Spatial Patterns in Amenity Migration Indicators in Coastal Maine

Authors: Jing Yuan*, School of Computing and Information Science, University of Maine, Kate Beard, School of Computing and Information Science, University of Maine
Topics: Human-Environment Geography, Rural Geography, Coastal and Marine
Keywords: Amenity migration, Rural gentrification, American Community Survey, Spatial pattern, Cluster analysis, Social indicator, Maine, Aquaculture
Session Type: Poster
Day: 4/4/2019
Start / End Time: 9:55 AM / 11:35 AM
Room: Lincoln 2, Marriott, Exhibition Level
Presentation File: Download


Gentrification is typically assessed in terms of cultural, demographic, economic, and political changes.

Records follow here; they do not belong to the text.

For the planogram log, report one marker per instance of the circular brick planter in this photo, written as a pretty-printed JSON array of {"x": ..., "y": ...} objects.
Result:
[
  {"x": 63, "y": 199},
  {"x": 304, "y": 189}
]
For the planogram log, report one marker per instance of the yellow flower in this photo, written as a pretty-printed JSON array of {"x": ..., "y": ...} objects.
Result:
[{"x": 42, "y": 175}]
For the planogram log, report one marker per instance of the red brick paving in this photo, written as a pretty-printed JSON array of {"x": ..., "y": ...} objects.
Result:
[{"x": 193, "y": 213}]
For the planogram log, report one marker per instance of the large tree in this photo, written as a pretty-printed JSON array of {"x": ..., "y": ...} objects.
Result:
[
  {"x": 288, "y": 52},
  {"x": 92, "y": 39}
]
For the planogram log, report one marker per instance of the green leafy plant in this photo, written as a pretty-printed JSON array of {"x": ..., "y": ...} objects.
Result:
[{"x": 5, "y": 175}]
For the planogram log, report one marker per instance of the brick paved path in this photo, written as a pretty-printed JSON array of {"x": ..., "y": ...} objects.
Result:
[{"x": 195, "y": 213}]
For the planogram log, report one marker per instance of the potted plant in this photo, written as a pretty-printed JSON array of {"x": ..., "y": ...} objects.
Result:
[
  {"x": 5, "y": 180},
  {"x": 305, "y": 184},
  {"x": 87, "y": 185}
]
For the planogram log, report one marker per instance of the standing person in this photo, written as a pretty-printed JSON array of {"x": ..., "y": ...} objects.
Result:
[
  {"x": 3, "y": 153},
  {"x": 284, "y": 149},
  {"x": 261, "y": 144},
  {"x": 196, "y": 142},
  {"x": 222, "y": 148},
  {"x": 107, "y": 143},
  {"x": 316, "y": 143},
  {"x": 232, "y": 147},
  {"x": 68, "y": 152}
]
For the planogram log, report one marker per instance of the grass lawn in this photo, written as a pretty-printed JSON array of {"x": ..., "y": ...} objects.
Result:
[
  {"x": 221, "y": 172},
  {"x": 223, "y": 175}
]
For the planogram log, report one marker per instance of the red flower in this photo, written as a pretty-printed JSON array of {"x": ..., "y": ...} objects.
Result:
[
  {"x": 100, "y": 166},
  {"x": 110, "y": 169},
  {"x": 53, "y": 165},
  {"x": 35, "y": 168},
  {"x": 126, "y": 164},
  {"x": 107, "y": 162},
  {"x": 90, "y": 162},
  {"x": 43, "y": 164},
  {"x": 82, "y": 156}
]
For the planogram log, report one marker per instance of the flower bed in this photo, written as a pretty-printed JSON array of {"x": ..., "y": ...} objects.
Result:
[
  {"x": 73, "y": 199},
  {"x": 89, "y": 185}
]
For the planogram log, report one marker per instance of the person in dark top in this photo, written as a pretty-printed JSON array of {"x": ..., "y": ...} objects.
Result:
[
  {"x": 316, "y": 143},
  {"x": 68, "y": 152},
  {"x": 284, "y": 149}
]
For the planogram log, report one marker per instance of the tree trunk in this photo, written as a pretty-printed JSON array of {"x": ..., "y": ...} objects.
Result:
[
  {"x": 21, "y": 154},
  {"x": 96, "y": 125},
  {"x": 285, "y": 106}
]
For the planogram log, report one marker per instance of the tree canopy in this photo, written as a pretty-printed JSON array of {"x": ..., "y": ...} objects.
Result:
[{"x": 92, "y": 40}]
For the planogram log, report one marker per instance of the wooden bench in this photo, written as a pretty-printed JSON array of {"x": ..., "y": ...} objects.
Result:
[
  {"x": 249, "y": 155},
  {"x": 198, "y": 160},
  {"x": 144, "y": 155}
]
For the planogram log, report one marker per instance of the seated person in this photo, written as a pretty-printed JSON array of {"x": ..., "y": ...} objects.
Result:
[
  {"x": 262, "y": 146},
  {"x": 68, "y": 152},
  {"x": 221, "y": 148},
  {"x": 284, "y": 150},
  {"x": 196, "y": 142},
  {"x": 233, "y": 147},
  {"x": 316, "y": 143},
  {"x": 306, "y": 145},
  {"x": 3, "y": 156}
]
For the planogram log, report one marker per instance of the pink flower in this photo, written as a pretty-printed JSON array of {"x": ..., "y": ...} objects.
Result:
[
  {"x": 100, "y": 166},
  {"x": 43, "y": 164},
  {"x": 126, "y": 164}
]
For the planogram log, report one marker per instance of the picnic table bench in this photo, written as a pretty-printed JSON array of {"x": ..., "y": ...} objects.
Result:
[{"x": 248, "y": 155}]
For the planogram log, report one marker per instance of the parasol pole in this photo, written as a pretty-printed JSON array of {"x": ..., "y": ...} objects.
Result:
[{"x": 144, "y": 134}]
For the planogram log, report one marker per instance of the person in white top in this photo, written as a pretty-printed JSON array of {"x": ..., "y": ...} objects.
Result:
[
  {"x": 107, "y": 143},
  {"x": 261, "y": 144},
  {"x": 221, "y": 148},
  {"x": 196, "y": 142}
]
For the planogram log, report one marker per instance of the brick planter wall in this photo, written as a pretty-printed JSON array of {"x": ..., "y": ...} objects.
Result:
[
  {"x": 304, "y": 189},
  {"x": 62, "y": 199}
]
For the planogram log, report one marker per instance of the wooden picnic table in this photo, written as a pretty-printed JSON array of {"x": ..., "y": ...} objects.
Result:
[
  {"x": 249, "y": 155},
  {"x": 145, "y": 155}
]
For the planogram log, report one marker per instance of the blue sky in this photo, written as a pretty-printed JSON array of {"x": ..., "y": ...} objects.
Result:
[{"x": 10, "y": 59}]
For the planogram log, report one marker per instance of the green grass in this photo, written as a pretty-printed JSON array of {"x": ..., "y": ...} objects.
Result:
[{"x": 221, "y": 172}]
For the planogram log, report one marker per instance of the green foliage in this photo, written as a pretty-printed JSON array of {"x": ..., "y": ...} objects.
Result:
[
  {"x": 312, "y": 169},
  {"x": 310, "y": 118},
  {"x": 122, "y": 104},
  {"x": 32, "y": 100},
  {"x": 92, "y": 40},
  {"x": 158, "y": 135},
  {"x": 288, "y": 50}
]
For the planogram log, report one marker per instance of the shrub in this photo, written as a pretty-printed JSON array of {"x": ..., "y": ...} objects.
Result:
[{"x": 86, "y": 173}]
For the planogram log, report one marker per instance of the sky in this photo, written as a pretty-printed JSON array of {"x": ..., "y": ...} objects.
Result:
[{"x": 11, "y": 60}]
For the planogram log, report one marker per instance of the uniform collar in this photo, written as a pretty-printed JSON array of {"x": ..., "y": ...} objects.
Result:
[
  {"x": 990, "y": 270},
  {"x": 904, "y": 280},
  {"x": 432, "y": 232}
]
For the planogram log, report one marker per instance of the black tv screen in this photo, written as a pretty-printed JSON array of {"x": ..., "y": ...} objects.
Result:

In this paper we examine changing demographic profiles as evidence of a rural gentrification or amenity migration process in coastal Maine. Maine has long traditions supporting coastal fisheries operations and a recently expanding aquaculture industry. A question that arises is, will potential amenity migration influenced socio-economic shifts impact these operations. In this paper we seek to uncover evidence of potential amenity-driven changes that might have impacts on Maine working waterfront. We hypothesize that there is a coastal effect and that changing demographics in coastal communities show differences relative to their non-coastal counterparts. Our test population is coastal counties which we split into coastal and noncoastal towns, coastal being those with a coastal boundary. American Community Survey (ACS) 5-year estimates for two periods available for the State of Maine were used. ACS block group level data were aggregated and summarized at the town and county level. We selected 22 variables as indicators for the comparison study based on rural gentrification and amenity migration literature. When comparing at the county level, the demographic changes between the two periods for the coastal and non-coastal communities are well separated by several indicators. In addition, we observe a distinct spatial gradient along Maine’s coast. K-means cluster analysis suggests there are three distinctive clusters among towns in coastal counties: In conclusion, we do observe differences in amenity migration/gentrification related demographic and socio-economic indicators between coastal and noncoastal communities.